27 Jan 2012

My Struggle with Sandboxes

I’ve been having a bit of a Minecraft kick lately, after finally getting enough time to enjoy the recent(ish) updates. The world generator now spawns features like abandoned mines, subterranean strongholds and populated villages as part of an Adventure Mode overlay.

The great thing about this Adventure mode is that it’s entirely optional. You can either spend time building the huge mine cart roller coaster you’ve always wanted, or you can build the portal, traverse the Nether and defeat the Ender Dragon. Or you can do both at the same time.

It’s also convinced me to check out the limited selection of sandbox MMOs currently available. After digging into EVE, Wurm Online (a previous Notch creation) and the Glitch beta, it becomes pretty obvious who these games are aimed at: builders. Go to this location, harvest these resources. Go to that location and build something with what you’ve gathered. Sometimes there’s a “kill ten rats”, but before you can do that you have to find a tree, cut it down, mine some iron, learn how to blacksmith, until finally… the rats have gone home for the weekend.

I think that this is the biggest problem I have with sandbox MMOs: in a world where almost anything is possible why would you choose to play Sim Peon Online instead of Hero With Fireballs Deluxe? While I like the idea of having my own lair built to my own specifications, I’m not sure I want to spend all my game time building one brick by brick.

I’ll be honest – I’m a fan of the theme park. I like the finely crafted stories and the carefully designed worlds. I don’t mind if my options are limited because I’m too busy running round shooting lightning from my fingertips and cackling like a madman. Sith don’t create statues themselves, they get their apprentice to hire off-world slaves to build it for them!

The part where all my theme park praise comes unstuck is at endgame. Once you’ve hit level cap in almost any MMO you’re on the repeating circuit of daily quests, daily instances, raiding and PVP. Your choices then are to start at the theme park entrance again or going round that endgame loop until the next content update. It gets old no matter which game you’re sitting in.

There have been some experiments with bringing in sandbox elements, such as player or guild housing, player cities and so on. But permanent structures in a game inhabited by a transient playerbase always seems like an odd thing. As a game moves into later life, derelict monuments to hundreds of patient hours stand there slowly gathering digital detritus till the servers are finally deactivated.

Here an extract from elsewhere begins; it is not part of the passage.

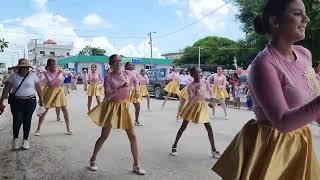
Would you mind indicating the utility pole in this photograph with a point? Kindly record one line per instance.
(35, 51)
(199, 57)
(150, 42)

But could it go the other way? Start out with a malleable landscape and a set of rules and layer the adventure over the top? Allow players to choose the path of the hero or the craftsman, with both just as wide in scope and value? Would a world in which the learned magus and skilled mason can coexist be an idea that resonates?

I’m constantly surprised by the pace of endgame and the thirst players have for new content. New MMOs are now launching with enough new content to last through a year of continual updates. As production values and player expectations increase, the cost of providing this content buffer is only likely to grow. Whether this kind of growth is sustainable is a good question.

While I don’t think that a game like this will emerge any time soon, it wouldn’t surprise me if there are handfuls of coders and designers in sealed off rooms experimenting on something like this. While the theme park is great for providing direction and structure to MMO gameplay, I’m beginning to feel that a sandbox foundation may be the answer to the frequent delivery of new content we now demand.